When it comes to the art of beer, there are few on the same playing field as The Alchemist's Heady Topper. In a recent USA Today poll, readers named Heady Topper the winner for Best Beer Label. For years, the can has been one of the most sought after in the world. The double IPA inside is among the highest rated, and its cover art, for craft beer fans, is among the most recognizable.
"We really started looking at the shelves, the beer coolers, and, you know, what made them all similar and how could we stand out," said Jen Kimmich, co-founder of The Alchemist brewery, which makes Heady Topper. "We thought if we can, you know, make a label that's really authentic and is a reflection of us and our style, that's what we wanted to do."
The can's signature image was the result of a collaboration with artist and musician Dan Blakeslee. The partnership began after Blakeslee's concert posters captured the attention of John Kimmich, the other co-founder of The Alchemist, at a coffee shop in Vermont.

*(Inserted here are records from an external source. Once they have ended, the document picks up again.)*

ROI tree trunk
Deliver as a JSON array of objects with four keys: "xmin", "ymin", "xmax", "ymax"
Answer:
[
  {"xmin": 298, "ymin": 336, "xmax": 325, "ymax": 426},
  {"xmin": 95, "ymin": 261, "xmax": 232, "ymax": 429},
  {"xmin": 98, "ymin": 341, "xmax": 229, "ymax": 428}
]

"What he said to me was, he liked the whimsical nature of it," Blakeslee said. He was hired to do art for the brewery, and then the label for Heady Topper.

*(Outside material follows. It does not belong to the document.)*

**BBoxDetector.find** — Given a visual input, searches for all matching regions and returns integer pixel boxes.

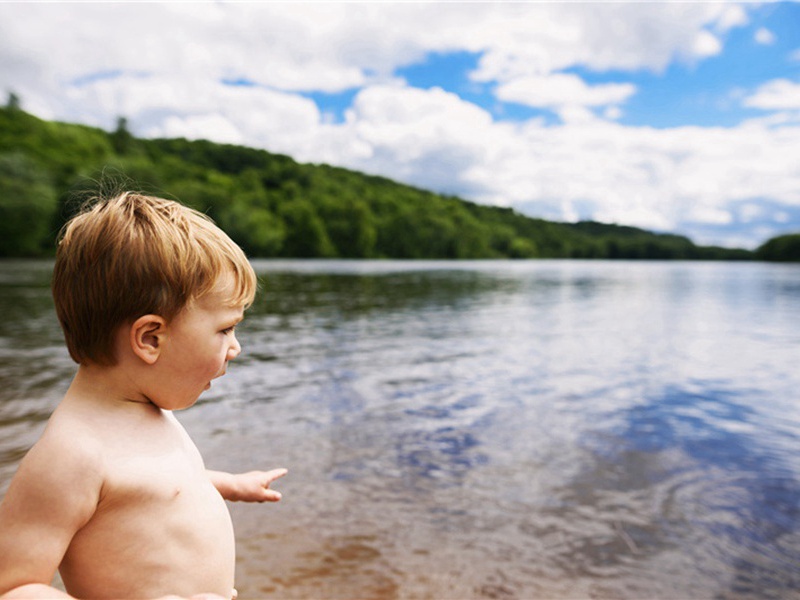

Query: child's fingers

Blakeslee grew a beard and used a picture of himself as inspiration. He turned the vision into reality without ever tasting the beer.

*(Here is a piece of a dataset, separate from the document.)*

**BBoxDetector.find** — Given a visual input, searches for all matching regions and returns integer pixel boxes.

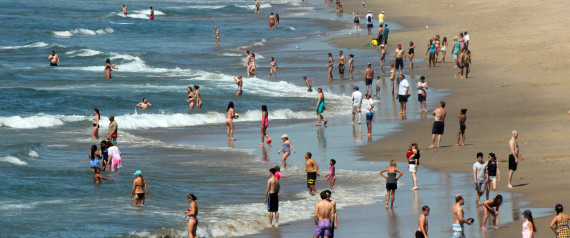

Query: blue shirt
[384,27,389,37]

"I've had three sips of beer in my life, and I didn't like any of 'em," he said.
For Megan Penmann, designing beer cans has become a full time job. Penmann has created more than 300 labels for Other Half Brewing Company in Brooklyn, New York, which releases upwards of four new cans every week.
"It's wild to see it out there in the world and see people with it," Penmann said, adding "this is so many people's dream job."
Penmann's throwback images are bright and colorful. "We liked the idea of this can art feeling kind of '90s. Like, '90s jam shorts," she said with a laugh. "Like, 'The Fresh Prince of Bel-Air,' like that kind of vibe."
There are entire social media accounts dedicated to craft beer labels. More than 150,000 followers track Other Half and its art on the brewery's Instagram account, and the most diehard fans will line the street to get their hands on its latest creation.
"We have a language across all of our cans," said Sam Richardson, the brewmaster and co-founder of Other Half. "They look different. But I think that you can see the connections. You can look at it and say, 'that's an Other Half label.'" Richardson said he credits the brewery's popularity and cult following in part to the designs on its cans.
Despite the craze over label art, John Kimmich emphasized that quality is still the most important thing.
"You know, you might buy a can of something because of the art once, but if that beer is terrible, it doesn't matter what the art is. You're not gonna come back, 'cause the beer is not good."
The team at The Alchemist has continued their work with Dan Blakeslee on other cans since the release of their famed beer, and are currently redesigning the label for an IPA named Rapture.
"The coolest thing about being a part of the craft beer revolution right now is the high level of competitiveness, because everyone is really being forced to set themselves apart," Jen said. "We make the best beer we can. We have the best artists we can work with, but we don't take ourselves too seriously. At the end of the day it's beer."